Vega ouvre sa propre direction dont le style (beats technoïdes, sonorités industrielles..) et/ou la donnée conceptuelle et psychanalytique (transmission brute des angoisses ou des pulsions sexuelles par le son, par les articulations vocales) inspire foule de groupes issus de différents domaines (post-punk, indus, musiques électroniques, rock indé), allant même jusqu’à séduire Bruce Springsteen ( !) qui reprendra le titre Dream Baby Dream pour clôturer un de ses concerts en 2005. Un album d’autant plus important qu’il garde pour lui, en 2010, une production tout à fait sobre et moderne pour un groupe garage et qu’il suscite toujours l’étonnement. La première fois qu’on écoute Suicide, même si on ne connait pas le groupe, on sait qu’on touche à un album clé, à une musique pionnière autant qu’un à cliché : une de ces œuvres totalement méprisées à l’époque puis constamment citées comme des classiques. Petite histoire d’un miteux mythe américain…
Suicide est le groupe le plus croyant (en lui-même).
Né à Brooklyn en 1942, Alan Bermowitz est avant tout peintre, sculpteur et plasticien. Il comprit très vite que s’il voulait s’exprimer à travers son art, il allait devoir à la fois résister au monde extérieur et se confronter à un monde marginal et DIY, quitte à crever la dalle. Ce sera chose faite durant une décennie d’obstination et de courage. Il ouvre une petite galerie d’art en 1971 appelée The Project of Living Artists où il habite un moment, et où il expose des œuvres essentiellement basées sur de la récupération, avec pour prédominance des matériaux électriques ou des composants de machines. Au sein de ce collectif, il rencontre Martin Reverby, alors claviériste et batteur dans un groupe de free-jazz, Reverend B. Suicide est né avec pour membres Alan Vega au chant et à la guitare, Martin Rev à la batterie et un troisième membre occasionnel à la guitare. Le projet musical se déroule très progressivement : "Suicide, c’était comme le Big Bang", dit Vega [1]. « Après un long moment apparaissent des gaz, qui sont à l’origine de petites sphères, qui deviennent ensuite des galaxies. C’était la même chose pour nous, sauf que les gaz ont donné de petites chansons, d’abord Cheree, puis Ghost Rider [2]. » Sacré Alan ! Une aventure non sans complications, à savoir pas d’expérience musicale pour lui, une formation classique pour Rev, plein d’idées à contre-courant de tout ce qui peut être esthétiquement normal, et surtout pas de manager ni de label, et encore moins de fans. Et bientôt, pas de salles où se produire.

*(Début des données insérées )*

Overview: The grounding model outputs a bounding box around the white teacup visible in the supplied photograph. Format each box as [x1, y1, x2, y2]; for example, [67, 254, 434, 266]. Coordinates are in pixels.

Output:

Suicide est le rock’n’roll.
Alan vega fut un des premiers fans des Stooges, fasciné par leurs concerts en tant que scènes de violence, d’imprévus, de vie. Il dira plus tard « Iggy, ce n’était pas de la frime. C’était réel. […] Ca a changé ma vie parce que j’ai compris que tout ce que je faisais, c’était de la merde. » [3] Marqué par Iggy Pop lors d’un des tous premiers concerts des Stooges à New York, il ajoute : « Je me rappelle Iggy se jetant dans le public, remontant sur scène, puis se lacérant avec des baguettes, en sang. Le set n’avait pas duré plus de vingt minutes. L’ingénieur du son en cabine avait eu l’idée d’enchaîner avec un concerto brandebourgeois de Bach, plutôt que de mettre comme d’habitude du rock, et c’était une idée géniale, parce que ce qu’on venait de voir était du grand art, tout simplement ». C’est ainsi qu’Alan adopta à son tour la vision selon laquelle tout ce qui gravite autour de la musique, l’engagement physique, l’attitude, les conflits, tout cela fait partie intégrante du message artistique que l’on souhaite véhiculer. Il veut alors créer quelque chose de plus marginal que les Stooges mais pas moins rock’n’roll, abandonnant très vite guitare et batterie pour former le premier duo synthé/chant. Martin Rev, beatnik de l’espace (coupe afro, cuir, lunettes de soleil énormes) se procure un assemblage de boite à rythmes et de claviers qu’il bricole lui-même. Plus formaliste que musicien, Vega transpose, bien avant le mouvement punk, une vision réaliste et non édulcorée de la vie dans sa musique. Il est le premier à utiliser le terme "punk", dès 1970, comme dans l’expression « A Music Punk Mass », « une messe de musique punk », sur ses affiches de concerts. Comme Iggy, il incarne le rock par sa personne, par sa posture réelle et anti-fantasme (avant de représenter, à son tour, les icônes récupérées et glamours du rock, mais c’est une autre histoire), à l’opposé d’une démarche théâtrale, même si Simon Reynolds (écrivain et critique rock) évoque très justement le lien entre le concept psycho-musical de Vega et la Méthode de Stanislavski (Metteur en scène). Et pendant que les autres jouent du rock’n’roll, Suicide est le rock’n’roll.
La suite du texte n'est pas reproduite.